OCEANSIDE — After residents’ complaints of noise, trash and lack of curbside room to put out trash cans for weekly pickup, Costa Serena neighborhood streets are one step closer to requiring an 8 p.m. to 8 a.m. parking permit.
The Planning Commission on Dec. 4 unanimously recommended preferential parking permits for Anchor Circle, Navigator Circle, Peal Lane, Lile Street, Gail Drive and North Way, which are impacted by apartment over-parking.
Permits will cost homeowners $15 annually and include overnight guest passes.
Residents who park in their garage or driveway pay no fee.
Apartment residents are not eligible to purchase a permit.
Eighty percent of Costa Serena residents signed a petition in support of parking permits.
Homeowners at the meeting were evenly split between being in favor of and against the permit requirement.
Objections to parking permits included the cost to homeowners on a fixed income and inconvenience to overnight guests.
“Neighbors that signed the petition didn’t know they have to pay to park in the street in front of their house,” Charles Simonson, an Oceanside resident, said. “Consider seniors that are very low income.”
Residents also objected to shouldering the responsibility to resolve a parking issue that all agree is caused by the neighboring Ocean Vista Apartments.
Teala Cotter, city associate traffic engineer, said the apartment complex meets city parking requirements.
Apartment residents have one parking space for each bedroom in their unit.
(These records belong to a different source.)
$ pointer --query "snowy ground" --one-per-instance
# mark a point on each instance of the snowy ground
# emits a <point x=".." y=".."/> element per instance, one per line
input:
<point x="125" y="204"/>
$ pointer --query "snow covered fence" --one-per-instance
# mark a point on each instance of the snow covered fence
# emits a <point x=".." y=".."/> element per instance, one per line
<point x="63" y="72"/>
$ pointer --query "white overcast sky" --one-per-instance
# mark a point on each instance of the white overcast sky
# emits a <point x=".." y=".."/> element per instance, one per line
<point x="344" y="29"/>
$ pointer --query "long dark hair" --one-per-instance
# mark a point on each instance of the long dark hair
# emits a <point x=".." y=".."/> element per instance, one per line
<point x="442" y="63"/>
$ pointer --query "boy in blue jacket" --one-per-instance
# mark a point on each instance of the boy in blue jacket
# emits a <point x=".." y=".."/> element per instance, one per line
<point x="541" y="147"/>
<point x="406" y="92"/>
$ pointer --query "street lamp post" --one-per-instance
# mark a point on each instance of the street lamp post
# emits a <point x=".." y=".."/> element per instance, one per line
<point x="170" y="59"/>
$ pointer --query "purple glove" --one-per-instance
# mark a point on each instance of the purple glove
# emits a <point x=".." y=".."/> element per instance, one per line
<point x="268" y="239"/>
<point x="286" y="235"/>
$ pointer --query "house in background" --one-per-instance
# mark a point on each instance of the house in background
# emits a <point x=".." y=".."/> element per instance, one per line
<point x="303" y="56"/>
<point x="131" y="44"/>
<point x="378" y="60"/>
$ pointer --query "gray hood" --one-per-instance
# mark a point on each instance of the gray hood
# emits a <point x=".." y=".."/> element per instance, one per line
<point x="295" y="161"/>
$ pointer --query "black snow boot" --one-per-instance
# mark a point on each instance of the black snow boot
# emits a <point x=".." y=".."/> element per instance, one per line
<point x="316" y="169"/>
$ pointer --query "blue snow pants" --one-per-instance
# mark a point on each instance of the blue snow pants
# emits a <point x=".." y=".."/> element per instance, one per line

There are also a number of pay parking spaces within the complex residents can rent.
Beyond that cars park on adjacent streets.
Oceanside resident Don Herron said neighborhood parking problems began early last year when apartment residents started to be charged to use extra parking spaces within the complex.
He said he routinely sees 30 to 40 cars parked on streets near the apartments.
“They leave trash, food, beer cans,” Herron said. “Greasy car parts go in our yards. Every night is a Friday night.”
City staff confirmed the problem and reported an increase in vehicle break-ins, mailboxes blocked causing mail to not be delivered, trash left behind and vehicle work done on the street.
The city adopted parking permit regulations for the impacted neighborhood in 2005, and set a $15 yearly fee to cover signage and program costs.
The Loma Alta neighborhood requires parking permits because it too is impacted by apartment over-parking. Residents located closest to the apartments requested permits to curb the problem. A few years later, neighbors on adjacent blocks also requested permits as the problem moved further down the road.
Commission Chair John Scrivener and Commissioner Claudia Troisi both discussed the probability of the same situation happening in Costa Serena.
Troisi suggested the apartment owner take more responsibility and come up with a work plan to manage parking.
Scrivener said the parking problem should be looked at further.
“I think we’ve got a problem here that’s going to keep growing,” Scrivener said.
City staff reported they are prepared to address over-parking on adjacent streets if needed.
City Council will vote on Costa Serena parking permits in January.